According to new statistics released by the Virginia Beach Police Department, red light running violations at several intersections formerly equipped with red light cameras have spiked over 99.5 percent since July when the law expired. The four intersections monitored have seen an increase from 488 in June to 1,056 in November. The validity of this increase is extremely sound as the same cameras which had been previously authorized for use simply stopped taking photos at the end of June, yet continued to monitor violations.

Virginia Beach Chief of Police A.M. “Jake” Jacocks said, “Consistent enforcement is needed to really improve traffic safety. These numbers clearly show the change in driver behavior once the enforcement period ended. We have seen the number of red light running violations jump dramatically since our cameras went dim. The citizens of Virginia support and approve the use of the red light cameras, and all of Virginia’s photo enforcement programs have shown a decrease in red light running violations. We need our legislators to re-enact photo enforcement in Virginia.”

“Last year, red light camera laws were approved in Washington and Rhode Island, and several additional states had cities use ‘home rule’ provisions to establish red light camera systems, but Virginia took a step backward by allowing this law to expire,” said Leslie Blakey, Executive Director of the National Campaign to Stop Red Light Running. “Red light cameras established a solid record of reducing red light violations and crashes in Virginia, and they need to be allowed to continue.”

Lon Anderson, spokesperson for AAA Mid-Atlantic, said, “The AAA Clubs in Virginia have made the reinstatement of red light cameras a legislative priority for 2006 because driver behavior, especially in the urban areas, is continuing to deteriorate. Red light photo enforcement is a proven deterrent to red light running that will prevent crashes and save lives and is an urgently needed tool in the metropolitan areas of the Commonwealth of Virginia.”
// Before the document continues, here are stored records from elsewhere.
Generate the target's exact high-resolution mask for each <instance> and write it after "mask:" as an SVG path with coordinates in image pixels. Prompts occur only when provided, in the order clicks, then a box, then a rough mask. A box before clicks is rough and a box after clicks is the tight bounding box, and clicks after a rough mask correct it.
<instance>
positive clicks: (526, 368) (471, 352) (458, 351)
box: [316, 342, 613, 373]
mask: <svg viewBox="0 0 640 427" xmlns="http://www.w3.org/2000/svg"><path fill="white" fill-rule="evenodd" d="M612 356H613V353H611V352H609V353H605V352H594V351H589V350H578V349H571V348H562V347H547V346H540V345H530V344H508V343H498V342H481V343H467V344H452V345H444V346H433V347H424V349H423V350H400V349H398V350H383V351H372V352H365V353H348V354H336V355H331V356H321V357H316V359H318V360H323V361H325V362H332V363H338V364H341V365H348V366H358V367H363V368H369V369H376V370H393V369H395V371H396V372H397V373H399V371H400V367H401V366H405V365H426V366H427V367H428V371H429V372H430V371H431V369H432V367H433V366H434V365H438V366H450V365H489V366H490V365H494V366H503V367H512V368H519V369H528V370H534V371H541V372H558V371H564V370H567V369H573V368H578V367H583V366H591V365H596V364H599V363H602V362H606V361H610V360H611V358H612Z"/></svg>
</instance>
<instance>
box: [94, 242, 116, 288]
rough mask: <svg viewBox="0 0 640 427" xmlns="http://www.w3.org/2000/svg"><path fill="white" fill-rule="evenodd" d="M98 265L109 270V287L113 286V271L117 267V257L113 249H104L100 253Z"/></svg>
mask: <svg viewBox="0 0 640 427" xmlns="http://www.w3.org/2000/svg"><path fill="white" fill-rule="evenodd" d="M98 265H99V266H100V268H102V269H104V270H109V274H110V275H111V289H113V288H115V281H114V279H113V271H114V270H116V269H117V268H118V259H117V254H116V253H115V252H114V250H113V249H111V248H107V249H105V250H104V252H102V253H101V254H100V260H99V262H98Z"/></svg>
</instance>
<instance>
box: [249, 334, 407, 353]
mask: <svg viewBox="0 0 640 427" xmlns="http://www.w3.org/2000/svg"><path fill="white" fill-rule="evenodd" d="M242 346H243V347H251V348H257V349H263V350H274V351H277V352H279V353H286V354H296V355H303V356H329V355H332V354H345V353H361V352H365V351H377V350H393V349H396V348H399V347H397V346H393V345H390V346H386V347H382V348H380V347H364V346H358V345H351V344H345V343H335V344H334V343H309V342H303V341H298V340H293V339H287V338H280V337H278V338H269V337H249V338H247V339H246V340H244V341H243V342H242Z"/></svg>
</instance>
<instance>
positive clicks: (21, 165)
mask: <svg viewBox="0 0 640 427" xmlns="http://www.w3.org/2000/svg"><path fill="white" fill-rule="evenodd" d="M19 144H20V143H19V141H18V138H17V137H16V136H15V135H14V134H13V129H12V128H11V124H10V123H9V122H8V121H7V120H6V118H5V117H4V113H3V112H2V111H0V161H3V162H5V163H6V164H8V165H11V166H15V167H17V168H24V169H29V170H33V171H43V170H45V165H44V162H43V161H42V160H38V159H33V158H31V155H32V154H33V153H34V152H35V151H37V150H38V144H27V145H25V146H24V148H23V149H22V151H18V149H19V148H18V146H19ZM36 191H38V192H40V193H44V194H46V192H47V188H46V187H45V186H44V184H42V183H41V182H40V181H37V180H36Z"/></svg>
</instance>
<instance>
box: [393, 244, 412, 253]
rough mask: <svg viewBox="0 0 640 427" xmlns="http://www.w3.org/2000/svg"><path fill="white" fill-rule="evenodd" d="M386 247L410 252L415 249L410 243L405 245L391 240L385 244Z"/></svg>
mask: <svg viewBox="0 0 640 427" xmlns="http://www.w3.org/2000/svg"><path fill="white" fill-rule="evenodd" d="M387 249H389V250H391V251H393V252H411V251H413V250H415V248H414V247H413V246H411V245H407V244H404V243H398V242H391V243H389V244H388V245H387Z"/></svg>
The actions of the state legislature went against the primary recommendation of a 2004 study by the Virginia Transportation Research Council which urged the state legislature to extend the camera programs “for at least one year.” The study also directly credited the cameras with reducing red light running crashes in four Northern Virginia communities, found they reduced red light running violations by 34 percent, were technologically reliable, and had widespread public support.

In 2003, red light running in Virginia caused almost 5,000 crashes, resulting in at lease 18 deaths and more than 3,500 injuries. Red light running is the number one cause of intersection crashes in urban areas, and nationwide societal costs from red light running crashes top $14 billion per year.

Dr. Michel Aboutanos, a trauma physician with Virginia Commonwealth University, said, “I stand firmly with the Virginia medical community in its laudable effort to reduce the physical, mental, emotional and psychological suffering caused by careless or inattentive drivers who are not stopping for red lights. Trauma centers across Virginia cannot do it alone, and we need the state legislature to help us change the belief that breaking the law is permissible as long as you can get away with it.”

The Virginia Photo Red Coalition is a voluntary coalition of organizations including: AAA Mid-Atlantic; AAA Tidewater ,Virginia; Arlington, Virginia; the City of Virginia Beach Police Department; The Fairfax County Police Department; National Campaign to Stop Red Light Running; Virginia Association of Chiefs of Police; Virginia Association of Driver Education and Traffic Safety (VADETS); Virginia Injury Prevention Society; and other transportation safety advocates.